Invited Talk by Yixin Zou about Inclusive Privacy and Security as part of the lecture "Privacy and Technology"

On 22nd of January, we have invited Yixin Zou from the MPI-SP, research group leader of the Human-Centered Security and Privacy group, to talk about her research. She gave an exciting talk about inclusive privacy and security research involving at-risk users. Thank you, Yixin!

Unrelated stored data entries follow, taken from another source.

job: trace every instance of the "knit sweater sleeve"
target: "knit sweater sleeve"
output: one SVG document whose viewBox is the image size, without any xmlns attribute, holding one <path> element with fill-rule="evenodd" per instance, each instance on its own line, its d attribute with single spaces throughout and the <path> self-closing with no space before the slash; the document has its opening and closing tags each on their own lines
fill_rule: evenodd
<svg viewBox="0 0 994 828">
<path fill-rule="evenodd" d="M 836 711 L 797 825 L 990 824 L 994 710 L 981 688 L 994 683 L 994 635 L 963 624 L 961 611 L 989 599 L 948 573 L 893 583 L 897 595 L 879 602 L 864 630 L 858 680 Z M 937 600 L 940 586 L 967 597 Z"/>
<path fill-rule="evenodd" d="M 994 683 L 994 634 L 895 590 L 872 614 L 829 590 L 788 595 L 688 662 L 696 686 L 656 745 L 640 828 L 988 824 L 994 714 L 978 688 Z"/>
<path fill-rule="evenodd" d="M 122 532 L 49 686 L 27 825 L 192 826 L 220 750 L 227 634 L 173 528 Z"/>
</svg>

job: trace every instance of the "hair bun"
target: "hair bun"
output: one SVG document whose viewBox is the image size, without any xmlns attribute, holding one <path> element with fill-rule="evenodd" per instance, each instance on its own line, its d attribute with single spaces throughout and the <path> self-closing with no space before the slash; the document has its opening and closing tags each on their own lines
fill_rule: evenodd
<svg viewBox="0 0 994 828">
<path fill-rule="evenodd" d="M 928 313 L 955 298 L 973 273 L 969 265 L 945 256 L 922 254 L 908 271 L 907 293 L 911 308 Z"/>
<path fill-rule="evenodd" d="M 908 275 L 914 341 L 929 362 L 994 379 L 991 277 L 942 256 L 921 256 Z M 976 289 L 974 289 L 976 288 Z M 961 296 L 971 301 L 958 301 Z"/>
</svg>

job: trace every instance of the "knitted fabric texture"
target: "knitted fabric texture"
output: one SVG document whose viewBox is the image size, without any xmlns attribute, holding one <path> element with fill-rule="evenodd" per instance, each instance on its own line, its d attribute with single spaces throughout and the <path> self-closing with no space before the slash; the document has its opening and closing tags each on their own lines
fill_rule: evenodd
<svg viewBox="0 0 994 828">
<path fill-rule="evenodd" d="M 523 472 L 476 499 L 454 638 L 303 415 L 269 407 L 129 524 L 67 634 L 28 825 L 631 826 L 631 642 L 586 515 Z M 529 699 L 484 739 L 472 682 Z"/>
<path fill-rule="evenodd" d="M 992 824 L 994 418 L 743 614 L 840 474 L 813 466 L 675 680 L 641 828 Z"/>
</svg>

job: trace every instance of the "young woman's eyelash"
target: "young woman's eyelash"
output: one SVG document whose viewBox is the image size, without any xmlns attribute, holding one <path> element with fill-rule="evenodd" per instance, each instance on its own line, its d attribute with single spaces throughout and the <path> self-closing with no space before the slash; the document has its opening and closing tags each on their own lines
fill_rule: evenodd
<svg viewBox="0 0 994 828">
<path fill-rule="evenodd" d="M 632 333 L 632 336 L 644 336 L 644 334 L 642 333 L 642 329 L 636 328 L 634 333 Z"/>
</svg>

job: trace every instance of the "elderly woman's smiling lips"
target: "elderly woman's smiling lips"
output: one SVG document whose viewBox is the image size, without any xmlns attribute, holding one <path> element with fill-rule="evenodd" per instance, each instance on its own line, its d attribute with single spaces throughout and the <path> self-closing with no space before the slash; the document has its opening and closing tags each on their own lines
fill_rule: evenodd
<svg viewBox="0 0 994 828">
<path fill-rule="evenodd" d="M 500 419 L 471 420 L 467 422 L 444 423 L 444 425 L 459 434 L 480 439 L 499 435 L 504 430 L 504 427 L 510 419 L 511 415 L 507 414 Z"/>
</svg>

Despite the advancement of privacy and security research, existing tools and strategies are not equally
effective for everyone. Certain users at more “at risk” — being more likely to experience a digital attack, or
being disproportionately affected when harm from such an attack occurs. In this talk, I will give an overview of
inclusive privacy and security research involving at-risk users, drawing from my prior work on older adults and
survivors of intimate partner violence. As studies with individual user groups provide limited generalisability, I
will then share a recent work in which we augment findings across four at-risk user groups through large-scale
computer-assisted telephone interviews (CATI) in Germany. I end the talk by highlighting trauma-informed
computing and other frameworks as guidelines for creating safer technology experiences for all.


Yixin Zou (she/her) is a tenure-track faculty member at the Max Planck Institute for Security and Privacy
(MPI-SP), leading the human-centered security and privacy group. Her research interests span humancomputer
interaction, privacy, and security, focusing on improving consumers’ adoption of protective
behaviors and supporting the digital safety of at-risk populations. Her research has been recognized with the
2022 John Karat Usable Privacy and Security Student Research Award and best paper awards/honorable
mentions at the Symposium on Usable Privacy and Security (SOUPS) and the ACM Conference on Human
Factors in Computing Systems (CHI). In addition, her research has generated broader impacts on industry
practice (e.g., at Mozilla and NortonLifeLock) and public policy, including the rulemaking process for the
California Consumer Privacy Act. She holds a Ph.D. in Information from the University of Michigan and a
Bachelor’s degree in Advertising from the University of Illinois at Urbana-Champaign.